Along with other recovery techniques like stretching, rolling out your feet (especially your arches), can help ease the pain and discomfort associated with plantar fasciitis — and help ward off future issues, she explains.
4. All-Around Better Movement
"Since our whole body is connected, focusing on the feet promotes physiological balance that supports our awareness of the position and movement of our body," Decker says.
Basically, rolling out your feet can ultimately help you move with more ease and coordination in everything you do in life.

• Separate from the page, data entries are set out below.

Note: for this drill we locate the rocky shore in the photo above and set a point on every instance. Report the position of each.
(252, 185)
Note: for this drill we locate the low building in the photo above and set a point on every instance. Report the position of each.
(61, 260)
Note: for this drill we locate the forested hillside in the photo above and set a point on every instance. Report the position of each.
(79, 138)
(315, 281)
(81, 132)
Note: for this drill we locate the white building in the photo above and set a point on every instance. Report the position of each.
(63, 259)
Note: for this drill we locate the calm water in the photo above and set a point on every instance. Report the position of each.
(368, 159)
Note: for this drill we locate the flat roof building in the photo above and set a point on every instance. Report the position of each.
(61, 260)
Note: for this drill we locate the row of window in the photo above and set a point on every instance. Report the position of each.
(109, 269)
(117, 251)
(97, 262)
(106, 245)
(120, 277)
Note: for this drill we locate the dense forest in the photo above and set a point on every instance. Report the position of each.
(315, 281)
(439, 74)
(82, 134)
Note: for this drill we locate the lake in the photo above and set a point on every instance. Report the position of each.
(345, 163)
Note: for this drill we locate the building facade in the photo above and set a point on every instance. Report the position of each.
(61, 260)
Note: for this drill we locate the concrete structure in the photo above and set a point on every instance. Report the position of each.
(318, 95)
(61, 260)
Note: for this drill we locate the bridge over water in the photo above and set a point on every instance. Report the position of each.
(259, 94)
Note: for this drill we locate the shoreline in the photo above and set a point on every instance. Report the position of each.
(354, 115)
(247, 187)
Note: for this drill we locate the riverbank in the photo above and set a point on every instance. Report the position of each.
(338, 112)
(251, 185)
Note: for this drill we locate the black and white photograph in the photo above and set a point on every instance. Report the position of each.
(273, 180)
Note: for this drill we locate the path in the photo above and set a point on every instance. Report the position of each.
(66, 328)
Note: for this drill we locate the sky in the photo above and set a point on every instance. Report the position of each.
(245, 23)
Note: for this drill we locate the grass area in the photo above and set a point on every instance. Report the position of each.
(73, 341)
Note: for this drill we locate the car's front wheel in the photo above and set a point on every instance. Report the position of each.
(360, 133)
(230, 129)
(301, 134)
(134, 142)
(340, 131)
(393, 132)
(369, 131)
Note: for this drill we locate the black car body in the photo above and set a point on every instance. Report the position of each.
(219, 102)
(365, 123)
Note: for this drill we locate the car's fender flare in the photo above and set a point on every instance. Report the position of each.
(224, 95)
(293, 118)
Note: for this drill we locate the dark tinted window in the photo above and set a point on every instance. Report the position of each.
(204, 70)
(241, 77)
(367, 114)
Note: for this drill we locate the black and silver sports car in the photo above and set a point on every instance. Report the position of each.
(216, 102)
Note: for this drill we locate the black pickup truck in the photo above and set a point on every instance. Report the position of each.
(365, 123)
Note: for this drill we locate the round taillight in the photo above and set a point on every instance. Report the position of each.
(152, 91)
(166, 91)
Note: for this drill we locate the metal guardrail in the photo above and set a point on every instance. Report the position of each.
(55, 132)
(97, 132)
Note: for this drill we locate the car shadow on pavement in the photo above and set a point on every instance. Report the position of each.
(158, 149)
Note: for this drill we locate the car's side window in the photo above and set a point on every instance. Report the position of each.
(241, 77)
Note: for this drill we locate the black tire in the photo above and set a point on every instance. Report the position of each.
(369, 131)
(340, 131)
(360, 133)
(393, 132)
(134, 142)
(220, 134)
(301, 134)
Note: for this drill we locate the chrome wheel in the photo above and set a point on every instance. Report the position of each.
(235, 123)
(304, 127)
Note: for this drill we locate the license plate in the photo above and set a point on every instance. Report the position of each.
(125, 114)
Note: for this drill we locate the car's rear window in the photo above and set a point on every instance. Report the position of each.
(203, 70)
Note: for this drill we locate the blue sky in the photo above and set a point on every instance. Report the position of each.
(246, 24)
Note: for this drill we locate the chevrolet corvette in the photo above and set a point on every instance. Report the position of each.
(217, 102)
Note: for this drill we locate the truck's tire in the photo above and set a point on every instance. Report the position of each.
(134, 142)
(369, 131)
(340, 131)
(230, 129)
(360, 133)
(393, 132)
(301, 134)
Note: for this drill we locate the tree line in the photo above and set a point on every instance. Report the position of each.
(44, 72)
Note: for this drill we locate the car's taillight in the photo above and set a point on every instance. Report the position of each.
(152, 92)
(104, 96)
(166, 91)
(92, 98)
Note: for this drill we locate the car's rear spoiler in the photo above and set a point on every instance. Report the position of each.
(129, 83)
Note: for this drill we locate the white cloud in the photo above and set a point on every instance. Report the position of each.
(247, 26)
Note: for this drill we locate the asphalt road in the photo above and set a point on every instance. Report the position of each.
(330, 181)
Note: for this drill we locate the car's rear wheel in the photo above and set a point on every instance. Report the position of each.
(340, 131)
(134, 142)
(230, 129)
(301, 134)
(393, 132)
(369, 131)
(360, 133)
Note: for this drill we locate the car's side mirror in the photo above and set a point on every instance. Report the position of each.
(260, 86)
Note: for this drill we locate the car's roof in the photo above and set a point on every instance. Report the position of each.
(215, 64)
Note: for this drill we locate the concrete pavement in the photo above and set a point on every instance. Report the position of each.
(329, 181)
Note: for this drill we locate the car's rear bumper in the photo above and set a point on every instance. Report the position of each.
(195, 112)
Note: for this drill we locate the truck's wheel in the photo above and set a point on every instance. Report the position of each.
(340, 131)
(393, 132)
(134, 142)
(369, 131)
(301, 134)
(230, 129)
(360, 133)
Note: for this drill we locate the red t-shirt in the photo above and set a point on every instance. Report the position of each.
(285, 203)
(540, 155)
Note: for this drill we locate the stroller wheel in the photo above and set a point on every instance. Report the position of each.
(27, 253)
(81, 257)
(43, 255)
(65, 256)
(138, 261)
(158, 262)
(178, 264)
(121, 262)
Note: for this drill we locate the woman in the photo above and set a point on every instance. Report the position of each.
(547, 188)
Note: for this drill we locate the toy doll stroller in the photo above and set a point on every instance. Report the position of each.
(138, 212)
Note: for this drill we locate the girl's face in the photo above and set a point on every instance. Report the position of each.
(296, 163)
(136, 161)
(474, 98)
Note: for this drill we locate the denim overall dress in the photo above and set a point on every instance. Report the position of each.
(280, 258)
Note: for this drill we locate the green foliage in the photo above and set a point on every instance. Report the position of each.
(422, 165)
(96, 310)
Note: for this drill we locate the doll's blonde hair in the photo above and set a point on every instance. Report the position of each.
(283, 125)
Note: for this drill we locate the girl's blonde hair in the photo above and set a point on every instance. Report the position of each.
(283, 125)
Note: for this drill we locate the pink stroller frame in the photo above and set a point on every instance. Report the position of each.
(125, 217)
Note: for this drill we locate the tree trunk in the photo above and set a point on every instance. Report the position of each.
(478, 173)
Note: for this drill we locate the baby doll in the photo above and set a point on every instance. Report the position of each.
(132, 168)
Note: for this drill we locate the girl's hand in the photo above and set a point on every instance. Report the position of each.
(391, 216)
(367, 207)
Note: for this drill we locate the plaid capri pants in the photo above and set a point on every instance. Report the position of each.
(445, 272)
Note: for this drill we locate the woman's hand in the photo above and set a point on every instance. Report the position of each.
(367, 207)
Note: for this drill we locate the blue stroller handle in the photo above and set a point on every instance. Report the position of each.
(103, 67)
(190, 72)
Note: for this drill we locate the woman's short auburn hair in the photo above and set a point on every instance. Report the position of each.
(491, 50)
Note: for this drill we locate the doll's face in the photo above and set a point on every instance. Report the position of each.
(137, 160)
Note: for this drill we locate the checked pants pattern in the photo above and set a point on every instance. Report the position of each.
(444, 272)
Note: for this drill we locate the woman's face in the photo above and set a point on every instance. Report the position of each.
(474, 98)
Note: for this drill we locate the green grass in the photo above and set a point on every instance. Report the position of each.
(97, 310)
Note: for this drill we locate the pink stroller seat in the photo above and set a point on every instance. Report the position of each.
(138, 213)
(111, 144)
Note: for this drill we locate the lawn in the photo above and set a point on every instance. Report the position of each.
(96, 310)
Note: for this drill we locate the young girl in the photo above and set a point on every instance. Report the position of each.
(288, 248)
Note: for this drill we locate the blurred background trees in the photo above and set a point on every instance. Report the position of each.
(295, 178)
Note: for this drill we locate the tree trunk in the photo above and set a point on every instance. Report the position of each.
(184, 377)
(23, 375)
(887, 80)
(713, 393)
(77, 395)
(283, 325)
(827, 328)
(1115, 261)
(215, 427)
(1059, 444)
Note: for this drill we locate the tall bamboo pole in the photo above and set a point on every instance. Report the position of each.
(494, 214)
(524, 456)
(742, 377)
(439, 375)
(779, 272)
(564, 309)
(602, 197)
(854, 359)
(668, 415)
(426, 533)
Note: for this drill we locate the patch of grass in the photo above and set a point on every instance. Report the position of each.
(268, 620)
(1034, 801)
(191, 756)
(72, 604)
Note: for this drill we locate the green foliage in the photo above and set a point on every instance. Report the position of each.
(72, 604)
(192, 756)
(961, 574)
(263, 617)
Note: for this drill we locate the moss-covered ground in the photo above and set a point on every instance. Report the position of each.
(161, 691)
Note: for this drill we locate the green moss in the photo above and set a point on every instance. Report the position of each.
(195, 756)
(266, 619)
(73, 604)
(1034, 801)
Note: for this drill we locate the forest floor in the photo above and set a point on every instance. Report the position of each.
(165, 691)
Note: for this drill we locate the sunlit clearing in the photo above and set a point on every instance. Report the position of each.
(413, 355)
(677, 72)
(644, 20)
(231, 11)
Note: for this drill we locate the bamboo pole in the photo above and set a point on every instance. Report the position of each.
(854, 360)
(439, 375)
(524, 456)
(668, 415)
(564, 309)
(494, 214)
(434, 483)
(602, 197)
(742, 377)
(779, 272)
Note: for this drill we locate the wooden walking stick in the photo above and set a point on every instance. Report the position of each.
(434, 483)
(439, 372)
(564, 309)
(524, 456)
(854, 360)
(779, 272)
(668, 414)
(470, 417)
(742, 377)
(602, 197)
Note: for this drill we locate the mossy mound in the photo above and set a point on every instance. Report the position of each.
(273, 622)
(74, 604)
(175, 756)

The Best Tools for Rolling Out Your Feet
- Traditional Foam Roller: It's easy to keep your foot stable on the large surface area of a cylindrical piece of foam, Decker says. Plus, a traditional foam roller provides gentle, all-around pressure. We like the SPRI High-Density Foam Roller ($21.62, Amazon).
- Tennis Ball: If you can handle more targeted pressure and a less-stable surface beneath your foot, opt for a tennis ball, Long says. You'll be able to hone in on the heel, arch or ball of your foot more precisely. Try the Wilson's U.S. Open three-pack ($4.99, Amazon) or up the ante to a lacrosse ball for even more intense pressure.
- Water Bottle: A sturdy S'well or Hydro Flask can be a great tool for targeting your feet, Decker says. Since these bottles are hard, increase pressure gradually and carefully. Long recommends filling a plastic bottle with water, freezing it, then gently rolling your feet to soothe swelling and inflammation if you’re dealing with more significant pain or plantar fasciitis.
How To Roll Out Your Feet
Once you have your tool, it's time to get rolling. Start with gentle pressure and work up to more intense rolling. If you're feeling particularly sensitive, start with a frozen plastic water bottle to partially numb your feet, Long says. Then try rolling these three areas.
- Place your ball, roller or water bottle beneath your heel, keeping your toes on the ground to use as a pivot point. (If using a roller or water bottler, position it as if it's an extension out of the back of your foot.)
- Keeping the ball of your foot planted, roll back and forth from right to left across your heel.
- Pause at any tender spots for 10 seconds and take a few deep, relaxing breaths.
- Continue for up to 45 seconds.
- Place your ball, roller or water bottle below your arch, just in front of your heel.
- Push into that spot for 10 seconds and take a few deep, relaxing breaths.
- Repeat in the middle of your arch and at the front of your arch, just behind the ball of your foot.
- Then, roll up and down the entire length of your arch for 30 to 60 seconds.
Ball of Your Foot
- Place your ball, roller or water bottle beneath the ball of your foot.
- Push your foot into your tool and try to grip your toes around it. Hold for five seconds and repeat five times.
- Then, from the gripping position, try to stretch each of your toes up and away from your tool one at a time for 5 seconds each.
- Finally, roll up and down (or side to side) on the ball of your foot for 30 to 60 seconds, pausing for 10 seconds on any tender areas.